According to two recent studies, young women are not taking enough folic acid. The U.S. Centers for Disease Control and Prevention has found that women between 18 and 24 years of age are not taking the recommended 400 micrograms of folic acid, which could help prevent birth defects if they become pregnant.
The CDC has urged all young women to seriously take into consideration the importance of consuming the required amount of folic acid daily, through supplements, fortified foods, or both in addition to a folate-rich diet to prevent serious birth defects.
Mostly, the defects related to folic acid deficiency are called neural tube defects, which cause the malformation of the brain or spinal cord, often resulting in severe disability or death.

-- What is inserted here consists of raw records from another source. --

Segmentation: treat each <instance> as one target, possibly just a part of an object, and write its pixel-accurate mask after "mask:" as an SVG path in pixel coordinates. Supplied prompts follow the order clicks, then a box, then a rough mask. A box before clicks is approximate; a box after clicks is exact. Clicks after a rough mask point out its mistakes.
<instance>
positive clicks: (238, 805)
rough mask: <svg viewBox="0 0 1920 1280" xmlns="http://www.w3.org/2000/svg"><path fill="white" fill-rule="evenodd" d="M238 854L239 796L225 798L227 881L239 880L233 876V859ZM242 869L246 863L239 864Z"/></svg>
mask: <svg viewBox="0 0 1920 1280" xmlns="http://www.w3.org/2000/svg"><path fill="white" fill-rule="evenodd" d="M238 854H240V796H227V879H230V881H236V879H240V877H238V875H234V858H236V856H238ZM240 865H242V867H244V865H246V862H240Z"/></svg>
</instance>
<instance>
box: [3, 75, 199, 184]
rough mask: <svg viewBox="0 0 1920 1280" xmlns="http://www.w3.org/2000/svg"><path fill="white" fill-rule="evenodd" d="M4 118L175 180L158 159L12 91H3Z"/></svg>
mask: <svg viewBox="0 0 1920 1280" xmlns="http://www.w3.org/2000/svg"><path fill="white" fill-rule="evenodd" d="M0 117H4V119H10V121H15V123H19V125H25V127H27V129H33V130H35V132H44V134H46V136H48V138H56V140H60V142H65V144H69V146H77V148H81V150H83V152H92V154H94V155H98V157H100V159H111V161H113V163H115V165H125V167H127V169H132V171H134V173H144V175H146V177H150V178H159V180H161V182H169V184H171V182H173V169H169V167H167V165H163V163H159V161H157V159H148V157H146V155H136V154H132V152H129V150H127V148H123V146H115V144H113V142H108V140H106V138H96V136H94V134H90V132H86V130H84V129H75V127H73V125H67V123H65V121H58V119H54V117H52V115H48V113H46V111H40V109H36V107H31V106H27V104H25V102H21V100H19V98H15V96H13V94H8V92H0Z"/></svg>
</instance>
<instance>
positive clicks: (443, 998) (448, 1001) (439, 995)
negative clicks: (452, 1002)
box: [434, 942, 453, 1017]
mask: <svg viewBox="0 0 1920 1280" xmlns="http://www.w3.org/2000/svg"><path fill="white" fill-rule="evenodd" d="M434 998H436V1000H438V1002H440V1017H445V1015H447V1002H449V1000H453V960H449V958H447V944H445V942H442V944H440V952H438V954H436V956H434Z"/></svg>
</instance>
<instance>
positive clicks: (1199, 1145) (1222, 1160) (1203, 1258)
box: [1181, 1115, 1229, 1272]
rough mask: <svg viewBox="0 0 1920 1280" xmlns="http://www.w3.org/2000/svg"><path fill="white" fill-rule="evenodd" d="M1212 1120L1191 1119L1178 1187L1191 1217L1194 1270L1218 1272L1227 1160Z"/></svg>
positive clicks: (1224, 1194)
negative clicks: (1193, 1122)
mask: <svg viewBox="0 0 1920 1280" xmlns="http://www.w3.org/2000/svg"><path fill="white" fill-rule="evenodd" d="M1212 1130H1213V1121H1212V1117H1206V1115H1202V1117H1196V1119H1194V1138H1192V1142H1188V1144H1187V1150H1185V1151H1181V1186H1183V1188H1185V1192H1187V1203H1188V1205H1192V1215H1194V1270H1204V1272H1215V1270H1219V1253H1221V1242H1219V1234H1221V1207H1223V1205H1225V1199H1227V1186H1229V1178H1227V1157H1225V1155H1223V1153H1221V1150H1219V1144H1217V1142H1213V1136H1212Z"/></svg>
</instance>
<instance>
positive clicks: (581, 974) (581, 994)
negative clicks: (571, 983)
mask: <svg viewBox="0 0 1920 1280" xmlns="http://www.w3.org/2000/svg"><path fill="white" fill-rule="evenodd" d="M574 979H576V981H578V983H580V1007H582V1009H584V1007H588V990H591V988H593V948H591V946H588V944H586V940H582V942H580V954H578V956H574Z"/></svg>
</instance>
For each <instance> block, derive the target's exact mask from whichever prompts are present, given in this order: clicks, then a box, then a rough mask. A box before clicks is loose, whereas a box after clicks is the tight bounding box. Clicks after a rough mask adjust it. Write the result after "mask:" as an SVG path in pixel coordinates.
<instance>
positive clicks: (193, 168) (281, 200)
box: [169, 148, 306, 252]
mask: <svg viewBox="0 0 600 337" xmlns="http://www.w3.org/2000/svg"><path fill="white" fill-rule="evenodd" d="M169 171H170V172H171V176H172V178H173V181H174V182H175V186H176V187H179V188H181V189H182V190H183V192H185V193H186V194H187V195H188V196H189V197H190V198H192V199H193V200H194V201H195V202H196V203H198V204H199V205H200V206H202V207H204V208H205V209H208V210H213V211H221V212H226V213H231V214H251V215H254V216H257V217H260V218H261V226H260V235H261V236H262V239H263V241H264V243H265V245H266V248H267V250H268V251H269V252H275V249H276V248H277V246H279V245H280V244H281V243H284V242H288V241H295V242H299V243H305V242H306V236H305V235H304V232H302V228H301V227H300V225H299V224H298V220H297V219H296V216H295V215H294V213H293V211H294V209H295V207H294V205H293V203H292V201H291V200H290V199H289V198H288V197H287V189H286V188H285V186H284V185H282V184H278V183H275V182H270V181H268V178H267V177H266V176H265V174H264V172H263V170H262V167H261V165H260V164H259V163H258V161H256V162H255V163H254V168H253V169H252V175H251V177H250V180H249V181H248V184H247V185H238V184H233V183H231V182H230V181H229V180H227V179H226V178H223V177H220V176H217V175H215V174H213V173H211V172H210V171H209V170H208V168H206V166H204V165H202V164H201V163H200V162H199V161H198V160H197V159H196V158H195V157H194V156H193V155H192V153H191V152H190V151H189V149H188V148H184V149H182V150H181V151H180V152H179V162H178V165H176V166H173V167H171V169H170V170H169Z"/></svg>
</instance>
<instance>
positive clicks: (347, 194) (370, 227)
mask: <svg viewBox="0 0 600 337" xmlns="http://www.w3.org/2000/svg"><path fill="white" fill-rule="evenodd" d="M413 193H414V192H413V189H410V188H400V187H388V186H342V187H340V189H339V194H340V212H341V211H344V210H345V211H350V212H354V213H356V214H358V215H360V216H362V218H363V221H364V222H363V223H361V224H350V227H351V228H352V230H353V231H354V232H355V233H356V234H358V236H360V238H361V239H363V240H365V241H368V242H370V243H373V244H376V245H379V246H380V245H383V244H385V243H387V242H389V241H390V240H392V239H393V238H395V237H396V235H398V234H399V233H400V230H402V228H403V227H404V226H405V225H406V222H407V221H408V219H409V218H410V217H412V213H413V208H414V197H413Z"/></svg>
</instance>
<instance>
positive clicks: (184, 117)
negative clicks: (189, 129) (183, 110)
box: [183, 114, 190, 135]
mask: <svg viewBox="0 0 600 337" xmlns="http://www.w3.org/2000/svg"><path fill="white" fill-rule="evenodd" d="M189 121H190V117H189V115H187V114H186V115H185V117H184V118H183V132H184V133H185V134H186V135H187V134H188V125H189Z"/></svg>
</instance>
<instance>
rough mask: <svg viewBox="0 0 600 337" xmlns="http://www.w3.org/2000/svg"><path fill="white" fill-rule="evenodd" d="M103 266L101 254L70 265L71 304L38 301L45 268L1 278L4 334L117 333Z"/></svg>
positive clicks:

For best results, a woman needs to have adequate folate levels not just after becoming aware of her pregnancy but rather from the very beginning of it. Since many pregnancies are not planned, sufficient consumption of folic acid is advised for any woman of childbearing age even if she is not trying to conceive.
According to the CDC the women of childbearing age in United States, only 40 per cent take daily supplements of folic acid. While among women aged 18-24, who account for nearly a third of all U.S. births, the percentage goes further down to 30 per cent.
A survey of approximately 2,000 U.S. women aged 18-45, was conducted by the Gallup Organization for the March of Dimes between 2003 and 2007. While another study was conducted to examine folic acid knowledge and consumption among women of childbearing age in Puerto Rico and was carried out between 1996 and 2006.
The results of the studies appear in this week’s issue of the Morbidity and Mortality Weekly Report.
Folic acid, a form of water soluble Vitamin B9 is found in green leafy vegetables like spinach and turnip greens, and in fortified breads, breakfast cereal, flours and other grain products.